DE.FEM.time: Nonparametric spatio-temporal density estimation with...

View source: R/DE_time.R

DE.FEM.timeR Documentation

Nonparametric spatio-temporal density estimation with differential regularization

Description

This function implements a nonparametric spatio-temporal density estimation method with differential regularization (given by the sum of the square of the L2 norm of the laplacian of the density function and the square of the L2 norm of the second- order time-derivative), when points are located over a planar mesh. The computation relies only on the C++ implementation of the algorithm.

Usage

DE.FEM.time(data, data_time, FEMbasis, mesh_time, lambda, lambda_time, fvec=NULL,
                   heatStep=0.1, heatIter=10, stepProposals=NULL, tol1=1e-4, tol2=0, 
                   print=FALSE, nfolds=NULL, nsimulations=500, step_method="Fixed_Step", 
                   direction_method="BFGS", preprocess_method="NoCrossValidation",
                   search="tree", isTimeDiscrete=FALSE, flagMass=FALSE, flagLumped=FALSE)

Arguments

data

A matrix of dimensions #observations-by-ndim.
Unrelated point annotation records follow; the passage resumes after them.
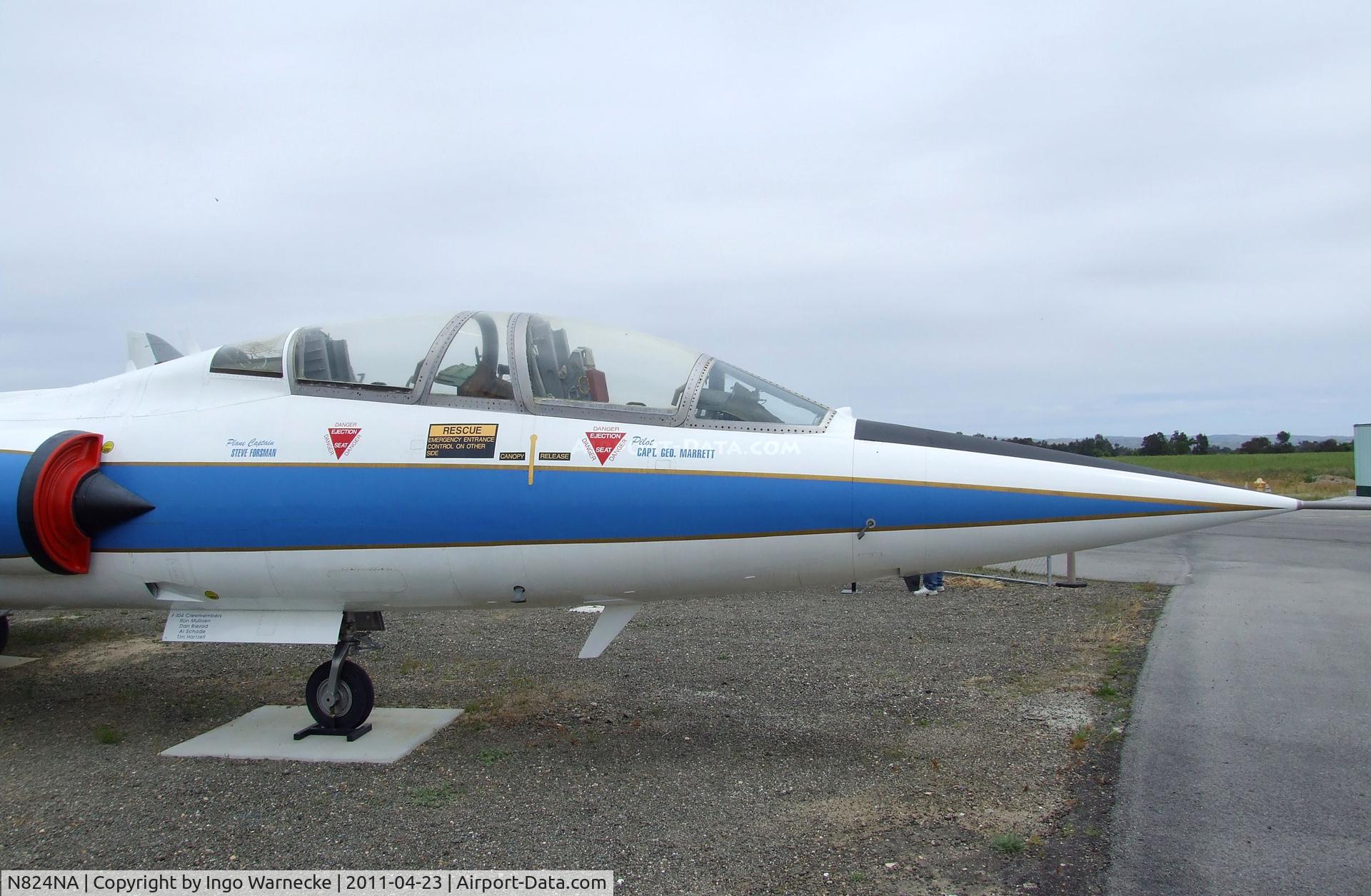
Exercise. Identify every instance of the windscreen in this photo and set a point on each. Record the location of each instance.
(737, 396)
(383, 355)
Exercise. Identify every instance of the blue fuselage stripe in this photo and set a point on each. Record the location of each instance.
(225, 507)
(11, 470)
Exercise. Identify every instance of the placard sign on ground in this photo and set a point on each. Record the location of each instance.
(253, 626)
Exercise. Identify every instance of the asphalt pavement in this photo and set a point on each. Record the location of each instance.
(1248, 760)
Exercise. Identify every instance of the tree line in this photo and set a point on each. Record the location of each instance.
(1180, 443)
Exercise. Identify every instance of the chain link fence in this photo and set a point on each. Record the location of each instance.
(1038, 570)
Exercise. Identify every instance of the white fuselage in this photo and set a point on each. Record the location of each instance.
(271, 500)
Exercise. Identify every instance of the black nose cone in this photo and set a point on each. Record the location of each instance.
(101, 503)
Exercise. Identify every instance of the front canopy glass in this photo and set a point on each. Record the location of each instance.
(737, 396)
(380, 355)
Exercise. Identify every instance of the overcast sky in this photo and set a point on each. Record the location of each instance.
(1043, 219)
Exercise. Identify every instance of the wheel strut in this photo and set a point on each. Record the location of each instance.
(339, 693)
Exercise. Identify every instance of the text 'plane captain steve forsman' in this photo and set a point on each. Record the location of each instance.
(293, 488)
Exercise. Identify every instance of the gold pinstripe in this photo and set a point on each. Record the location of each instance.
(815, 477)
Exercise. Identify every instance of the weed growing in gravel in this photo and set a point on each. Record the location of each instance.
(524, 700)
(61, 632)
(432, 796)
(491, 755)
(1010, 843)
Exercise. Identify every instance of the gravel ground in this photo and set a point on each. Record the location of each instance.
(798, 742)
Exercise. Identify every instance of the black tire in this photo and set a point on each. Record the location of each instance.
(356, 700)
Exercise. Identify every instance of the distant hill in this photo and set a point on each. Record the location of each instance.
(1215, 441)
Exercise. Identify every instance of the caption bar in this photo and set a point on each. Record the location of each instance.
(308, 882)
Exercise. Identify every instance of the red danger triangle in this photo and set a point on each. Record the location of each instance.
(603, 444)
(342, 439)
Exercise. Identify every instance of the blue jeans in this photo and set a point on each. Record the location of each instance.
(930, 581)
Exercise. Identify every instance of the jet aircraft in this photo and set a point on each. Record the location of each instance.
(292, 490)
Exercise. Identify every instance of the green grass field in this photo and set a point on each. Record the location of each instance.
(1295, 474)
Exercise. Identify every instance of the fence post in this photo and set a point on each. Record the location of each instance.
(1071, 573)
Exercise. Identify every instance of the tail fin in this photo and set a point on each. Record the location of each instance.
(147, 350)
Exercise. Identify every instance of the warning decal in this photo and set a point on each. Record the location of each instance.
(342, 439)
(603, 444)
(461, 440)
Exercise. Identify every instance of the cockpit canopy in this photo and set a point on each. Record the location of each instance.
(521, 362)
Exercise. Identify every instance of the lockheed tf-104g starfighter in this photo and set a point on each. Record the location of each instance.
(295, 488)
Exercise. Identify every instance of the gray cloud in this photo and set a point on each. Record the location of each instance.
(1015, 221)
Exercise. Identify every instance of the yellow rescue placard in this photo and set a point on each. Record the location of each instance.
(461, 440)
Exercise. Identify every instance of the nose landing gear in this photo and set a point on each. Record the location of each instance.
(339, 693)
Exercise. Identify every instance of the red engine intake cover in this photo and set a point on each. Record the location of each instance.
(47, 490)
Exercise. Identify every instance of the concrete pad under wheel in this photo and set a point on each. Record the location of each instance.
(269, 733)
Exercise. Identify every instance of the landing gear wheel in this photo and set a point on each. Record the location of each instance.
(356, 696)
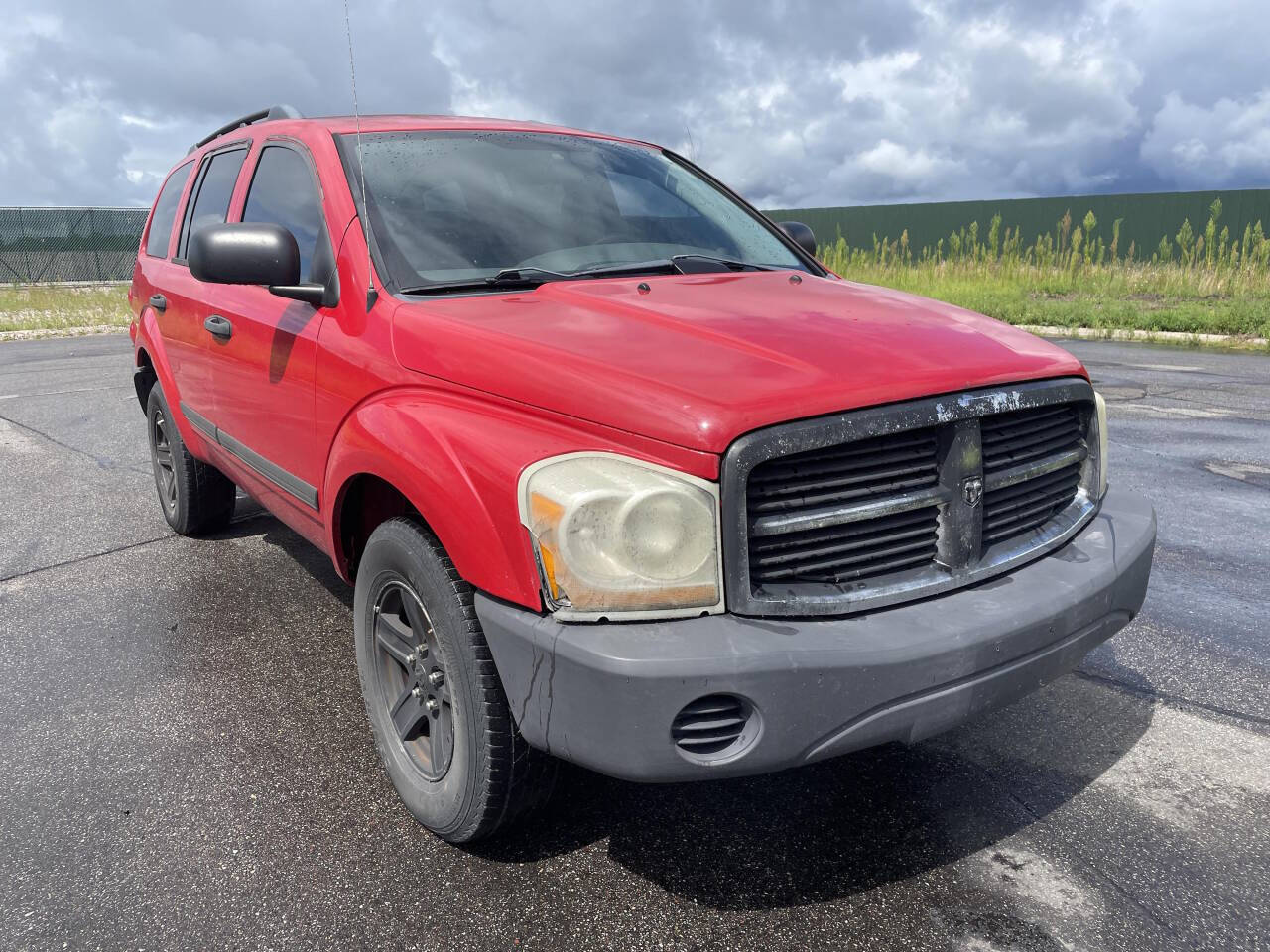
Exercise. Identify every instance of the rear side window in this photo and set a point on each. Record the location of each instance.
(284, 193)
(212, 191)
(166, 212)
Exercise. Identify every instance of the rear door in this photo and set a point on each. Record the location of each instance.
(187, 301)
(263, 371)
(155, 271)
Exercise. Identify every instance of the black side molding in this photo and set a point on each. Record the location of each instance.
(267, 468)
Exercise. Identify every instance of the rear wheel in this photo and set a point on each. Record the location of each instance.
(195, 497)
(436, 706)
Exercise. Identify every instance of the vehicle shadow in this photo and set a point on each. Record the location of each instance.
(847, 825)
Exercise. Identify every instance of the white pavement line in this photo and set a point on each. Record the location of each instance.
(1188, 770)
(1209, 413)
(1171, 336)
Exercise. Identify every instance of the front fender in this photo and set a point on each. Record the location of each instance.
(457, 458)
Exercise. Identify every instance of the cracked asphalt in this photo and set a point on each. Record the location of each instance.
(186, 762)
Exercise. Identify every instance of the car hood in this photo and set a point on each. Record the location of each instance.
(699, 359)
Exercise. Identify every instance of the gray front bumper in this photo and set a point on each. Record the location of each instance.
(604, 694)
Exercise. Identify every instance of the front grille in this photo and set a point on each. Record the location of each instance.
(1026, 435)
(1024, 507)
(857, 549)
(890, 503)
(843, 474)
(1020, 439)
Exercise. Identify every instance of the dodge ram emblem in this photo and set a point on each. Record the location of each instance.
(973, 490)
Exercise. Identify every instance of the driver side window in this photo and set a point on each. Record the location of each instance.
(284, 193)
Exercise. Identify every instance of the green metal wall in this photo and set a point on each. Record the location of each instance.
(1147, 217)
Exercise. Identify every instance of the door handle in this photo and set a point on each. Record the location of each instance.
(218, 327)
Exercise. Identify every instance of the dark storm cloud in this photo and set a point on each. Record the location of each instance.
(793, 102)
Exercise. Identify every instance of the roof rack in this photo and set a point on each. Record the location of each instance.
(273, 112)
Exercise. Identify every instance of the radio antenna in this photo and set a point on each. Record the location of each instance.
(371, 294)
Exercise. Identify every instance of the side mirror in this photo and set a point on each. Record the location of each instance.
(802, 235)
(252, 253)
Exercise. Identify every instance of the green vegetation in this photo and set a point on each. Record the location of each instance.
(1197, 282)
(1203, 281)
(33, 308)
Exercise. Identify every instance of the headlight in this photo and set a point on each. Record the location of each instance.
(615, 536)
(1102, 443)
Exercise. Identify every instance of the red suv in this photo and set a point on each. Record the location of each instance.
(619, 471)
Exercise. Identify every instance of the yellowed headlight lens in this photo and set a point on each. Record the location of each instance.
(619, 536)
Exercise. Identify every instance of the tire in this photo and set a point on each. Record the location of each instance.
(195, 497)
(448, 744)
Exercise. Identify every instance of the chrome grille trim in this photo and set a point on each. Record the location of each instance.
(1025, 458)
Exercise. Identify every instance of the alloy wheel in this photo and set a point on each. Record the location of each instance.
(412, 679)
(160, 451)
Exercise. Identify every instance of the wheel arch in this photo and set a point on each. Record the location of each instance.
(408, 453)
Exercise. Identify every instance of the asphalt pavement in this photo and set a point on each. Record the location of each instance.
(186, 762)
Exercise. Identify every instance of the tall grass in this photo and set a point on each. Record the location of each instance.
(1078, 276)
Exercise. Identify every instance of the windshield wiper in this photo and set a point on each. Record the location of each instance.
(530, 277)
(610, 271)
(506, 278)
(730, 263)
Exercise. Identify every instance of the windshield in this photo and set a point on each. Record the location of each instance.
(463, 206)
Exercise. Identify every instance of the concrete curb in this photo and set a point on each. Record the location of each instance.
(42, 333)
(1150, 336)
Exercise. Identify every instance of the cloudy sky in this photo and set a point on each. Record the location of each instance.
(792, 103)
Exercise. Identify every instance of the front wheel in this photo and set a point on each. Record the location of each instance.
(434, 697)
(195, 497)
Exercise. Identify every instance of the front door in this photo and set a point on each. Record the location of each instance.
(181, 304)
(263, 357)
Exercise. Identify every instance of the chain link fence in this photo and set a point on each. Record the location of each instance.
(68, 244)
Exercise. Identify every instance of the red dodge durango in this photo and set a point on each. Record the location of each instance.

Data are locations: each row corresponds to one point, the first column corresponds to the x-coordinates, the second column corresponds to the y-coordinates and, if ndim=3, the third column corresponds to the z-coordinates.

data_time

A vector of length #observations. The i-th datum is the time instant during which the i-th location is observed (according to the order in which locations are provided in data).

FEMbasis

A FEMbasis object describing the Finite Element basis, as created by create.FEM.basis.

mesh_time

A vector containing the b-splines knots for separable smoothing. It is the time mesh of the considered time domain (interval). Its nodes are in increasing order.

lambda

A scalar or vector of smoothing parameters in space. If it is a vector, the optimal smoothing parameter in space is chosen, together with the optimal smoothing parameter in time, with a k-fold cross-validation procedure based on the L2 norm.

lambda_time

A scalar or vector of smoothing parameters in time. If it is a vector, the optimal smoothing parameter in time is chosen, together with the optimal smoothing parameter in space, with a k-fold cross-validation procedure based on the L2 norm.

fvec

A vector of length #nodes of the spatial mesh times #B-spline temporal functional basis. It corresponds to the node values of the initial density function. If this is NULL the initial density is estimated thanks to a discretized heat diffusion process that starts from the empirical density of the data. Default is NULL. N.B. This vector cannot be the constant vector of zeros since the algorithm works with the log(f).

heatStep

A real specifying the time step for the discretized heat diffusion process.

heatIter

An integer specifying the number of iterations to perform the discretized heat diffusion process.

stepProposals

A scalar or a vector containing the step parameters useful for the descent algorithm. If there is a vector of parameters, the biggest one such that the functional decreases at each iteration is chosen. If it is NULL the following vector c(0.1, 0.01, 0.001, 0.0001, 0.00001, 0.000001, 1e-7, 1e-8, 1e-9) is proposed. Default is NULL. N.B. If the program does not receive a right parameter, it aborts the R session. Try a smaller parameter.

tol1

A scalar specifying the tolerance to use for the termination criterion based on the percentage difference between two consecutive iterations of the minimization algorithm of the loss function, the log-likelihood and the penalizations. Default is 1e-5.

tol2

A scalar specifying the tolerance to use for the termination criterion based on the norm of the gradient of the functional to be minimized (the true minimum is such that this norm is zero). The default version does not use this criterion. Default is 0.

print

A boolean that is TRUE if the user wants the value of the functional, of the loglikelihood and of the penalization terms printed on console at each iteration of the descent algorithm (plus some other information/warnings). Default is FALSE. N.B. We suggest to let it FALSE if preprocess_method is 'RightCV' or 'SimplifiedCV'.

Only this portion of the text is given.